Imu agricola: la situazione in provincia. Copagri, 'Imposta ingiusta'

2' di lettura 28/01/2015 - Il Governo, con un Consiglio dei ministri straordinario, ha affrontato il problema dell’IMU agricola fissando nuovi criteri per il pagamento di tale imposta prorogando la scadenza al prossimo 10 febbraio. Ed è un’imposta ingiusta l’IMU agricola per il presidente della Confederazione Produttori Agricoli di Macerata, Andrea Passacantando.

“E’ ingiusta – dice - perché l’agricoltura si trova a pagare la necessità di fare cassa per altri settori e non per proprie colpe”.

Il presidente di Copagri aggiunge: “toccare in questo momento un settore strategico come l’agricoltura, che dà lavoro ed è in continua crescita, sembra una scelta che penalizza tutto il comparto”. Le nuove disposizioni, migliorative rispetto al decreto originario, stabiliscono che l’esenzione dall’IMU agricola si applica: ai terreni agricoli ubicati nei comuni classificati come totalmente montani, come da elenco Istat; ai terreni agricoli posseduti e condotti dai coltivatori diretti e dagli imprenditori agricoli professionali iscritti nella previdenza agricola ubicati nei comuni classificati come parzialmente montani come da elenco Istat.

Ed a seguito di tali decisioni la situazione dei comuni della provincia di Macerata è, per l’anno 2015, la seguente: ci sarà l’esenzione totale, cioè non pagherà nessuno, per i 36 comuni montani Acquacanina, Apiro, Belforte del Chienti, Bolognola, Caldarola, Camerino, Camporotondo di Fiastrone, Castelraimondo, Castelsantangelo sul Nera, Cessapalombo, Colmurano, Esanatoglia, Fiastra, Fiordimonte, Fiuminata, Gagliole, Gualdo, Matelica, Monte Cavallo, Monte San Martino, Muccia, Penna San Giovanni, Pievebovigliana, Pieve Torina, Pioraco, Poggio San Vicino, Ripe San Ginesio, San Ginesio, San Severino Marche, Sant’Angelo in Pontano, Sarnano, Sefro, Serrapetrona, Serravalle del Chienti, Ussita e Visso; mentre l’esenzione sarà solo per coltivatori diretti e Iap iscritti nella previdenza agricola, cioè pagheranno i possessori di terreni agricoli non coltivatori diretti, nei 4 comuni parzialmente montani che sono Cingoli, Loro Piceno, Tolentino e Treia.

Non ci sarà esenzione, cioè pagheranno tutti, nei restanti 17 comuni non montani: Appignano, Civitanova Marche, Corridonia, Macerata, Mogliano, Montecassiano, Montecosaro, Montefano, Montelupone, Monte San Giusto, Morrovalle, Petriolo, Pollenza, Porto Recanati, Potenza Picena, Recanati e Urbisaglia.
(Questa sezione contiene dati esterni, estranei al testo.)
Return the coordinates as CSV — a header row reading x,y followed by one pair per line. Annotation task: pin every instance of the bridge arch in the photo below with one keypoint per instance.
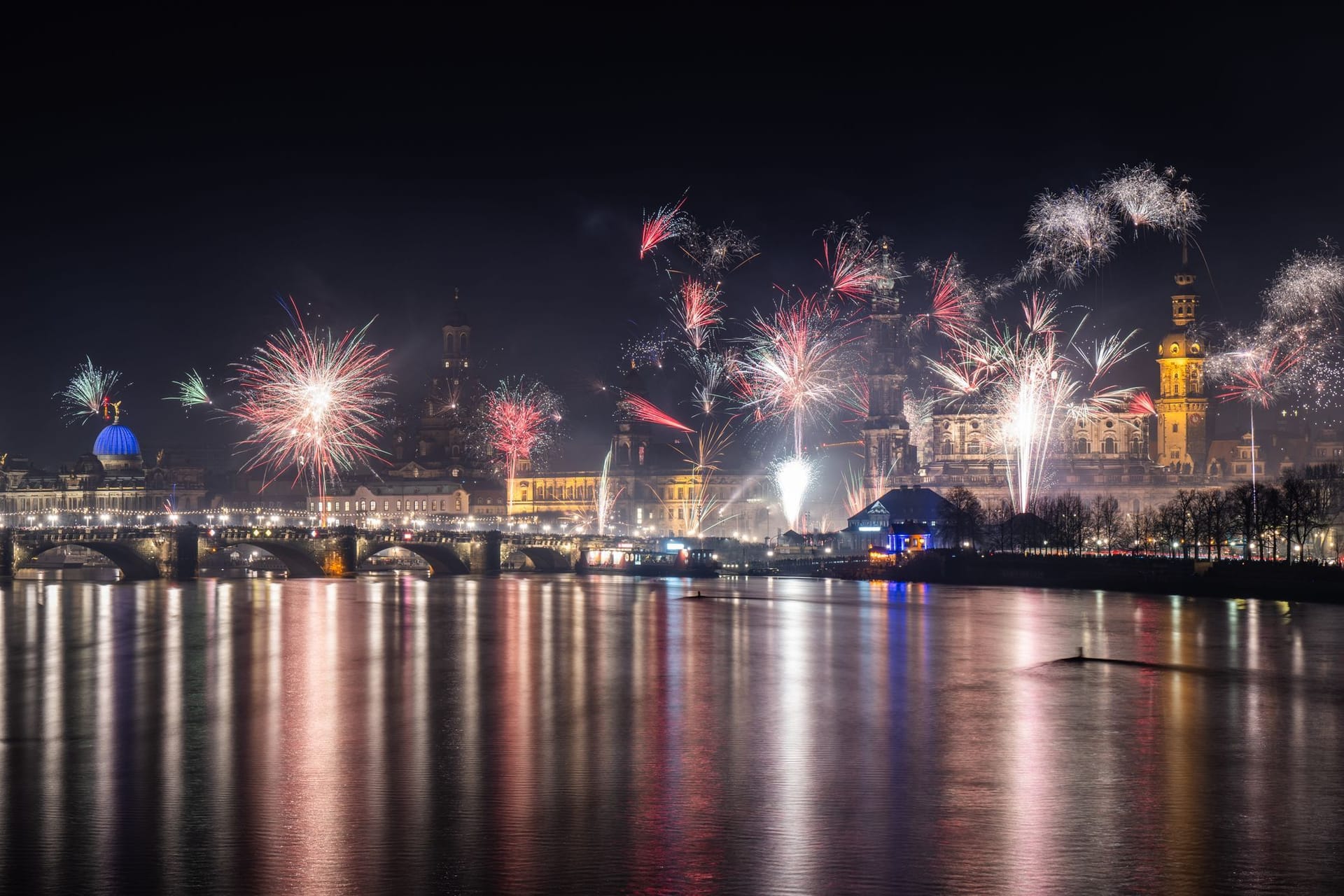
x,y
134,566
299,564
441,558
539,559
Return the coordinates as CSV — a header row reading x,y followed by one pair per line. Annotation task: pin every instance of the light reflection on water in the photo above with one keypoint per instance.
x,y
559,734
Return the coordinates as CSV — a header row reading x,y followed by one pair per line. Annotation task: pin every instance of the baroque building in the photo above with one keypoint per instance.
x,y
111,480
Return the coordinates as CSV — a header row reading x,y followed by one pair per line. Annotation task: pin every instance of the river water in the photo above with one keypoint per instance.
x,y
590,735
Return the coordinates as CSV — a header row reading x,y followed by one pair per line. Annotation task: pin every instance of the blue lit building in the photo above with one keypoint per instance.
x,y
901,520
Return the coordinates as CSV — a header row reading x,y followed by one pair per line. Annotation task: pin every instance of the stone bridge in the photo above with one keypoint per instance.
x,y
175,552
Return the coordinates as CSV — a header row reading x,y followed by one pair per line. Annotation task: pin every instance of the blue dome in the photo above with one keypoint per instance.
x,y
116,440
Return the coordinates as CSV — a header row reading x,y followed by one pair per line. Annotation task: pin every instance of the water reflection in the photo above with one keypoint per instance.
x,y
537,734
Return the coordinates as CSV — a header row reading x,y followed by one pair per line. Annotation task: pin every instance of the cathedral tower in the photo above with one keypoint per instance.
x,y
886,435
1182,405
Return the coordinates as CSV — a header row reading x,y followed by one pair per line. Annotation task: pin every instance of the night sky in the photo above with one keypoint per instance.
x,y
158,194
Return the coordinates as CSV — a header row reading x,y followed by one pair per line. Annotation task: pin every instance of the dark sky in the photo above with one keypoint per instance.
x,y
159,190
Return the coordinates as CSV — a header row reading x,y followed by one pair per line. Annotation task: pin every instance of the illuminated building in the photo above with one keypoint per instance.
x,y
1182,442
112,480
886,434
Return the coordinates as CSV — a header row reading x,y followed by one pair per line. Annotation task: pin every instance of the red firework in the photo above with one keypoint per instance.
x,y
951,308
851,264
519,422
663,225
698,312
1142,403
644,410
311,400
1261,377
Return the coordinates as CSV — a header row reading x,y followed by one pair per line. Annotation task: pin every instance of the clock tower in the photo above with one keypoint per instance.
x,y
1182,441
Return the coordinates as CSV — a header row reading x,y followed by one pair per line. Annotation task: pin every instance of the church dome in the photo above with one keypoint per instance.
x,y
116,441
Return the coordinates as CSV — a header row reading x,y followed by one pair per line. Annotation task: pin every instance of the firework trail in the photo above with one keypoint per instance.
x,y
519,421
1070,235
792,477
311,400
663,225
1034,378
794,365
720,251
698,311
706,450
191,391
643,409
1142,403
89,393
606,496
851,261
953,302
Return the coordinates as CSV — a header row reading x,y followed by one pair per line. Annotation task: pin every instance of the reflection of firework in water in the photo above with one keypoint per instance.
x,y
1032,377
793,365
89,393
792,477
698,312
643,409
521,421
311,402
191,391
663,225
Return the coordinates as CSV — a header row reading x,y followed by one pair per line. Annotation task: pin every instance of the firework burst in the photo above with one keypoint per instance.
x,y
851,261
663,225
311,400
794,365
89,393
698,311
191,391
521,419
643,409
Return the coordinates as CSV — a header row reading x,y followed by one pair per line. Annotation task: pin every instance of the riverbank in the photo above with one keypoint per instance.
x,y
1142,575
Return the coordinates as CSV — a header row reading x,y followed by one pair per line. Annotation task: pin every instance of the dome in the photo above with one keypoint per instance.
x,y
116,441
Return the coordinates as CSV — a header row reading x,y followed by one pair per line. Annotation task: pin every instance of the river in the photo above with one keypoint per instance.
x,y
558,734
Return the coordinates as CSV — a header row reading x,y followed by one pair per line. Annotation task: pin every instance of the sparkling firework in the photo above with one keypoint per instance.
x,y
718,251
663,225
1142,403
792,477
191,391
643,409
1034,378
1070,235
89,393
606,496
311,403
521,421
853,261
698,312
794,365
953,302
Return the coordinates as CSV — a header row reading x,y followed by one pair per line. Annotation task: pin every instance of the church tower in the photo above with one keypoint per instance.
x,y
1182,441
886,435
442,428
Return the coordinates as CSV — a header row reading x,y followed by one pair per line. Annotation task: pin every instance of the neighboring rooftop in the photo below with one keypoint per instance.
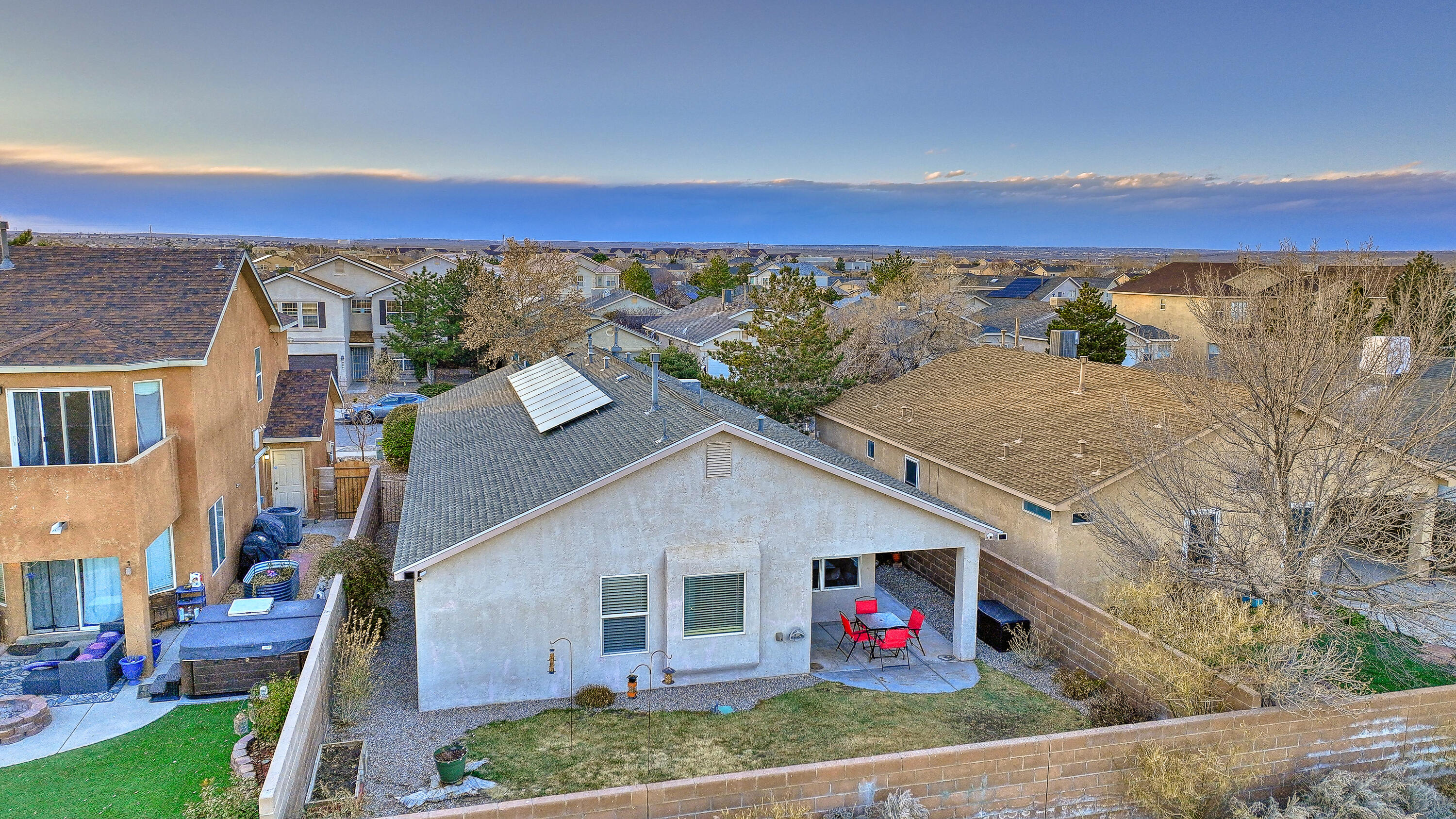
x,y
116,306
478,460
963,407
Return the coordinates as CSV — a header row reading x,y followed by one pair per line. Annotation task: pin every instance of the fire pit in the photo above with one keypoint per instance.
x,y
22,716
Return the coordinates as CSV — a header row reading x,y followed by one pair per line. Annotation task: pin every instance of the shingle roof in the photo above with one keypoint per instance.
x,y
702,319
478,461
111,306
300,404
963,407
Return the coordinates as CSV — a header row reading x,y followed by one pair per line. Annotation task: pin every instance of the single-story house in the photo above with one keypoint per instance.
x,y
640,521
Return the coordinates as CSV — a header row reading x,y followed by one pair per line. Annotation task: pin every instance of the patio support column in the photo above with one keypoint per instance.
x,y
136,610
967,595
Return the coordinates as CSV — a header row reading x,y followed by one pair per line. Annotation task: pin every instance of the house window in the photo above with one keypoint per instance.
x,y
1200,535
836,573
62,426
159,565
624,614
217,534
146,397
712,604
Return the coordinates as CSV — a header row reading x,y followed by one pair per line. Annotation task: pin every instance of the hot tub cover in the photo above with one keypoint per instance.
x,y
286,630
Per quanto concerne l’anno 2014, oltre a quanto stabilito per il 2015, rimane l’esenzione per quei comuni che con i vecchi criteri erano considerati montani, in quanto situati ad un’altitudine superiore ai 600 metri e che invece risultano ora in base all’elenco Istat del 2015 parzialmente montani.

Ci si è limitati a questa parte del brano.